Traveling also shines an uncomfortable light on our shortcomings. In Germany, even tiny villages are linked by efficient public transportation. Trains arrive and depart with a precision that borders on obsessive, ensuring people aren’t stranded or late. It makes me wonder why, in our own country, a commute that should take thirty minutes often feels like a battle involving gridlocks, smoke-belching jeepneys, and motorbikes that weave through traffic like mosquitoes dodging swats. It’s humbling, even embarrassing, to see how others have mastered systems that we still fumble with—but it’s also motivating. If they can, why can’t we?
These trips don’t just change your view on governance and infrastructure; they also nudge you to reconsider personal habits. The French, for example, treat mealtime as a sacred ritual—a time to truly relish both food and company. It is an unwritten rule not to be caught scrolling mindlessly through your phone while dining as if each bite deserves your full attention. Contrast that with our fast-food culture, in which meals are inhaled, not enjoyed—you begin to wonder if the lack of mindfulness overflows into other aspects of our lives.
Businesses, too, can gain from benchmarking. Companies readily send employees overseas for conferences, or even on observation tours merely to see how things work in more progressive economies—not on a junket but as an investment in their work. For example, a factory supervisor from the Philippines who has seen how automation works in South Korea will be inspired by ideas on how to streamline work and boost efficiency. Some will lobby their company for upgrade technology. Indeed, the knowledge acquired appears intangible, but it transforms workplaces and industries with ripple effects.
Yet there is always the risk, even with subtlety, of the blind imitation that everything done elsewhere is working right at home. The temptation to copy without understanding the local context is a trap many fall into. The goal should not be to replicate but to adapt—to take what’s applicable and mold it to fit our unique circumstances. Not only is a park in Copenhagen well-designed, but also it is used and respected by people. It would be like planting a tropical tree in the Arctic and expecting it to bloom if the physical park is imported without the cultivation of the mindset that supports it.
The true wisdom of travel—at its very core—was that it could stir up both gratitude and restlessness. Gratitude for all we already have: the warmth of home, the quirks of our culture, the resilience of our people; and restlessness for what we could become. It is that gentle but insistent nudge to aim higher, dream bigger, and demand better not only from our leaders but from ourselves. Travel reminds us that though the grass may look greener elsewhere, our own can flourish, too, if we tend to it with care and intention.

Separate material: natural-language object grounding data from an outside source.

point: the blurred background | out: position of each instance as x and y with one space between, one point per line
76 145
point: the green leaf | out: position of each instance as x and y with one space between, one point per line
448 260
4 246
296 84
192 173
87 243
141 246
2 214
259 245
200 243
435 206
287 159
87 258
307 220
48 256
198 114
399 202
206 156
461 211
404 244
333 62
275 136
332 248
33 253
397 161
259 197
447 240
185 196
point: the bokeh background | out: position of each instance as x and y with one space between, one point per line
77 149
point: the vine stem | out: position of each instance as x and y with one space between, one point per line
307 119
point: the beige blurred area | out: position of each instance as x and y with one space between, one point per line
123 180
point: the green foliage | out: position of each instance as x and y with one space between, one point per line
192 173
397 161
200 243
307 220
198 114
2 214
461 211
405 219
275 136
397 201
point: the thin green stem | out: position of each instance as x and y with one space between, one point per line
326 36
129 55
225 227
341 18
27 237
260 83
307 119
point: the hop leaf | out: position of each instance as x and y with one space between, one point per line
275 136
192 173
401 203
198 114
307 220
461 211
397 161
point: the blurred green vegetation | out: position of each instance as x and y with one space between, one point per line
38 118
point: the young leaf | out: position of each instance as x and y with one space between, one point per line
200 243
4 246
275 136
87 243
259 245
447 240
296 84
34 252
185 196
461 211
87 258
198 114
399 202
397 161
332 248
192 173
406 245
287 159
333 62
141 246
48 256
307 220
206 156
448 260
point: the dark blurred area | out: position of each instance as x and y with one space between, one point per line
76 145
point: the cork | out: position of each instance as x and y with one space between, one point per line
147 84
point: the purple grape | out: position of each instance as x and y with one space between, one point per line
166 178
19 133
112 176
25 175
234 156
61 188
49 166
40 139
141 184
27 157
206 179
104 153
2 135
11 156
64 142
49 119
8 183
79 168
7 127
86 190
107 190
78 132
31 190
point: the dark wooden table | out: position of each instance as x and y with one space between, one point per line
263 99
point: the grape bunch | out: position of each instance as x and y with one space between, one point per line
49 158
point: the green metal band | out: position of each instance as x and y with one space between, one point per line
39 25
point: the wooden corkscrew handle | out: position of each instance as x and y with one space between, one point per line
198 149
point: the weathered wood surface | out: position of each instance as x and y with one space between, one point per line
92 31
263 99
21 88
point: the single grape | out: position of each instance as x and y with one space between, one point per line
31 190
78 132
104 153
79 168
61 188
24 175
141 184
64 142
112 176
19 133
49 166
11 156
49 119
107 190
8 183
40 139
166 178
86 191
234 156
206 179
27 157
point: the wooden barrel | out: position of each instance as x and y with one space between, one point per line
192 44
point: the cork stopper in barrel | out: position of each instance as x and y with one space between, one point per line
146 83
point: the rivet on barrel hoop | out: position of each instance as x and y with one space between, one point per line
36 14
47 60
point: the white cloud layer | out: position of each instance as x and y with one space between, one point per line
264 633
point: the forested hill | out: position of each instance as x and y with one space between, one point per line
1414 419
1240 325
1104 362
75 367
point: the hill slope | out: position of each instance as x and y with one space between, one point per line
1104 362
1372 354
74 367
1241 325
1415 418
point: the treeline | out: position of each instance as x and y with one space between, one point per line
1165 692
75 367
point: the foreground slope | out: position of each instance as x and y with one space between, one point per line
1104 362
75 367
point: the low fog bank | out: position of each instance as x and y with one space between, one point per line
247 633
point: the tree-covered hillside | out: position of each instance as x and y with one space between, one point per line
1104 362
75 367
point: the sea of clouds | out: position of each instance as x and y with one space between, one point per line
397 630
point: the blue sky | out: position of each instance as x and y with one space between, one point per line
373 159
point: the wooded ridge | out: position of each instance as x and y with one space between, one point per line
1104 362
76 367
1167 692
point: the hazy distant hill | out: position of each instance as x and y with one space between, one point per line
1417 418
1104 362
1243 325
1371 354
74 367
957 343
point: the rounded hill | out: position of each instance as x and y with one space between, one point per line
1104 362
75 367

Perhaps the best way to handle this would be for us to travel not as tourists but as students—eager to learn, not consume. We should approach each visit with a disposition of humility, knowing that it is not about seeing but, rather, understanding—and later on, acting. The ultimate goal, after all, is not so much about admiring other countries but making ours the kind of place that others would love to visit and learn from someday.